Bela, Potha and Sanai villages had overnight become an island which Suran River was threatening to gobble up. The fate of over 400 people in these villages was grim.
"We tried for three days but couldn't cross, big tree trunks were being tossed about like match sticks so strong was the torrent," said Colonel GS Bhuller, the deputy commandant of 6 sector of Romeo Force, recalling the first few days of floods. On the fourth day, as intensity of the rains reduced, Colonel Bhuller and his men took boats, set up rope lines and pulled all the villagers over the next seven hours.
What were green paddy fields earlier are now a fast flowing river. As people are helped by Army jawans to cross, they inspect the damage done by what the Jammu and Kashmir Chief Minister Omar Abdullah has called the worst floods in a century.
Mohammad Kursheed has returned to a broken-down home in Bela village. He says he had over 42000 square feet of paddy fields, every bit of which has been devoured by the river. "I have nowhere to stay, no land and I cannot rebuild the house," he says.
No house in the village is habitable anymore. A woman with a toddler on her lap sits stunned next to what was home. "I have nothing to wear anymore," she says.
A little distance away, another family comes to terms with what is left of their house.

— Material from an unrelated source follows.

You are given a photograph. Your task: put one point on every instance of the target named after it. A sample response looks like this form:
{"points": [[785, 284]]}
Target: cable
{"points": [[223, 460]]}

Jamela Begum says, "My husband is in Srinagar and I haven't heard from him in 10 days... As long as the relief camp is on we have a roof over our head, but I don't know what will happen thereafter.
Two young boys who just made the perilous journey across the river, learn that the ground where they played cricket till last week, does not exist anymore. Home is a house now half washed away. "We are now living in a tent ...my exams are 12 days away ... I don't have any books," Shakil Ahmed says.
His neighbours frantically try to salvage what they can to carry back to the relief camp - school across the river.
Bela village will take a long time to build again. As will thousands of other villages, still cut off. The only way to reach them is through these streams that have come up almost overnight. Holding a rope and a soldier's hand.